Cotton Yields, Prices Propel Purchases of Cotton Equipment

January 31, 2017 08:55 AM

“I think southwest Oklahoma and the Texas Panhandle; moods are really high right now,” said Christian Herrera, of Western Equipment, an equipment dealer covering Oklahoma and Texas.

The blanket of white cotton this year is fabricating record yields for growers in Oklahoma and Texas. 

“We had a great cotton crop, we're looking to add a lot more acres,” said Herrera.

“I was told by the parts manager at Altus, Ok. that some of the guys were making 5-bale cotton,” said Andy Vloedman of Western Equipment. “I have never heard of anybody making 5-bale cotton, but there are a few doing that.”

Normal yields for this area is 3 to 3.5 bales per acre, and that’s for irrigated acres. Those high yields are even causing growers to second guess if their yield monitor was calibrated correctly. 

“We actually had some guys that called us back and said, ‘I don't think this is right,’” said Vloedman. “We went out and said, ‘Yes, it really is making this.’”

Rains were right on schedule and cotton prices found momentum, creating the perfect storm for growers fortunate enough to get the moisture. That helped spark new momentum for cotton pickers.

“Late 2016, early 2017, we started to see cotton picker prices; you can tell they're higher,” said Greg Peterson, host of Machinery Pete TV, to U.S. Farm Report host Tyne Morgan.

“We're seeing a lot of guys wanting to get new equipment and get out there and plant some more acres,” said Herrera.

Western Equipment says the demand is so high, they're pretty much sold out of new cotton picker balers, which is the opposite of where inventory was a year ago. It's more than just cotton equipment; the used market is also selling fast.  

“Used tractor prices, hay balers, incredibly strong values down there in northern Texas, Oklahoma, kind of showed up in 2016,” said Machinery Pete. “Whatever happens out there, if it's a market changes or the weather is in a good way for people, those items show up, and there's just more buyer interest.”

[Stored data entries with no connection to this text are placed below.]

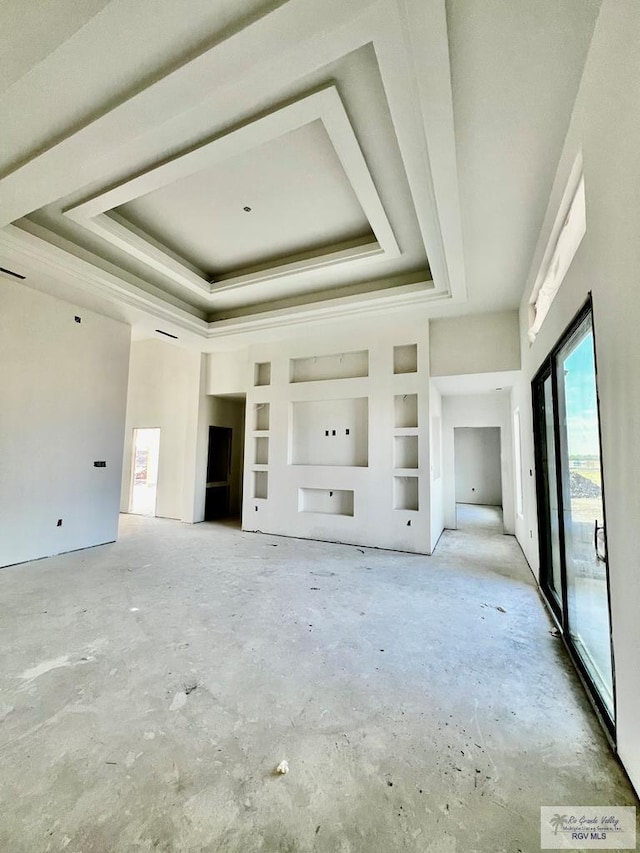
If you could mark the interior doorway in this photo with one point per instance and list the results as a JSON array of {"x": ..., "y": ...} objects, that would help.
[
  {"x": 144, "y": 477},
  {"x": 225, "y": 458},
  {"x": 571, "y": 516},
  {"x": 218, "y": 494},
  {"x": 478, "y": 466}
]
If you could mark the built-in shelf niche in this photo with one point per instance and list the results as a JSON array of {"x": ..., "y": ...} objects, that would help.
[
  {"x": 405, "y": 358},
  {"x": 326, "y": 501},
  {"x": 261, "y": 456},
  {"x": 330, "y": 432},
  {"x": 405, "y": 493},
  {"x": 261, "y": 417},
  {"x": 262, "y": 373},
  {"x": 345, "y": 365},
  {"x": 405, "y": 451},
  {"x": 260, "y": 484},
  {"x": 406, "y": 411}
]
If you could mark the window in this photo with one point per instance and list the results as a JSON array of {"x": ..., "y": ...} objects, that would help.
[{"x": 567, "y": 236}]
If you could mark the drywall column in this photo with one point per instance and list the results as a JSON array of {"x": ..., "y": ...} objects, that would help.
[
  {"x": 196, "y": 416},
  {"x": 435, "y": 447},
  {"x": 63, "y": 387}
]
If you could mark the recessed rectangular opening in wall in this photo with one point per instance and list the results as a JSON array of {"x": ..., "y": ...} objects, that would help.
[
  {"x": 262, "y": 374},
  {"x": 405, "y": 359},
  {"x": 326, "y": 501},
  {"x": 262, "y": 451},
  {"x": 260, "y": 484},
  {"x": 261, "y": 416},
  {"x": 343, "y": 365},
  {"x": 405, "y": 451},
  {"x": 330, "y": 432},
  {"x": 406, "y": 411},
  {"x": 405, "y": 493}
]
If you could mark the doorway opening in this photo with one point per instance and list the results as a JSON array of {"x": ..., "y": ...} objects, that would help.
[
  {"x": 478, "y": 469},
  {"x": 571, "y": 515},
  {"x": 225, "y": 458},
  {"x": 144, "y": 477},
  {"x": 218, "y": 494}
]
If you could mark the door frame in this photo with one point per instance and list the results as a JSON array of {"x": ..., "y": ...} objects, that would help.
[{"x": 547, "y": 369}]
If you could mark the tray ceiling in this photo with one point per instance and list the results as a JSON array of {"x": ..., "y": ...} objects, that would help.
[{"x": 139, "y": 134}]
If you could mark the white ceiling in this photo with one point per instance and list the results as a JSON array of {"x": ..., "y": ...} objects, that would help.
[
  {"x": 395, "y": 154},
  {"x": 298, "y": 192}
]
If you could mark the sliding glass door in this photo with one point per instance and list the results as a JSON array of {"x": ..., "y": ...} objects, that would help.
[{"x": 571, "y": 506}]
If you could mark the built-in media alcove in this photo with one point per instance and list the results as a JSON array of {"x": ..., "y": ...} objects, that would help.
[
  {"x": 260, "y": 484},
  {"x": 345, "y": 365},
  {"x": 405, "y": 358},
  {"x": 405, "y": 493},
  {"x": 330, "y": 432},
  {"x": 326, "y": 501},
  {"x": 262, "y": 374},
  {"x": 405, "y": 451},
  {"x": 406, "y": 411},
  {"x": 261, "y": 451},
  {"x": 261, "y": 416}
]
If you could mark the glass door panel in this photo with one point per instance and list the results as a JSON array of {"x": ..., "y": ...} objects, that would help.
[
  {"x": 582, "y": 510},
  {"x": 555, "y": 575}
]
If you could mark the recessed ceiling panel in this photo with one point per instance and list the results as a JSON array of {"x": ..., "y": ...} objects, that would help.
[{"x": 285, "y": 197}]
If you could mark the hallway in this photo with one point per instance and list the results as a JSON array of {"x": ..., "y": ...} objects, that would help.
[{"x": 150, "y": 687}]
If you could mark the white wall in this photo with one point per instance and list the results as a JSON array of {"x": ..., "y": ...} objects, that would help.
[
  {"x": 605, "y": 127},
  {"x": 374, "y": 522},
  {"x": 435, "y": 439},
  {"x": 478, "y": 473},
  {"x": 477, "y": 410},
  {"x": 479, "y": 343},
  {"x": 164, "y": 392},
  {"x": 62, "y": 403}
]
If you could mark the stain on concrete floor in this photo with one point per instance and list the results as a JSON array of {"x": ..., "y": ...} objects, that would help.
[{"x": 448, "y": 740}]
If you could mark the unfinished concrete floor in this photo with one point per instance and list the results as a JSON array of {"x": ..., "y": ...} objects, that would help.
[{"x": 150, "y": 688}]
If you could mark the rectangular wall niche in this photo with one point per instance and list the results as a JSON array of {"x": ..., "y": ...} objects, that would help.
[
  {"x": 326, "y": 501},
  {"x": 345, "y": 365},
  {"x": 260, "y": 484},
  {"x": 262, "y": 451},
  {"x": 330, "y": 432},
  {"x": 405, "y": 451},
  {"x": 406, "y": 411},
  {"x": 262, "y": 374},
  {"x": 405, "y": 359},
  {"x": 405, "y": 493},
  {"x": 261, "y": 416}
]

Since there was in imbalance between supply and demand, local dealers are trying to generate demand, while encouraging some to keep equipment for an extra year.

“We're trying to get the guys to hang onto them a little longer,” said Vloedman.  “Maintenance, and having programs in place and service programs in place.”

PrairieLand Partners covers much of Kansas, and they say with commodity prices, area farmers are interested in getting more life out of equipment. 

“There's definitely more interest in repairing what they have,” said Steve Kauffman, Director of Precision Equipment for PrairieLand Partners. “You know optimizing their used equipment and maybe staying with it for another year.”

“It is all about uptime,” said Brian Payne of John Deere. “That is one of the most important things that drives our customers. When it's planting season, spraying season, harvest season, they cannot afford down time, and uptime is the big driver.”

Planting may be a few months away for some farmers, but dealers say preparation for a smooth season should start now. 

“They trust the mechanics, they trust our shops, and they feel like we can rebuild the machine and get it back to useable condition, add more life to that machine, and as they maybe decide not to trade machines or buy new, they're going to have to rebuild the machines,” said Brian Koehn, Corporate Parts Manager, PrairieLand Partners.

The decision to hold or buy isn't an easy one for growers, but dealers say if you're trying to get more years out of what you have, making sure each piece of used machine is running on all cylinders should be a priority to kick off 2017.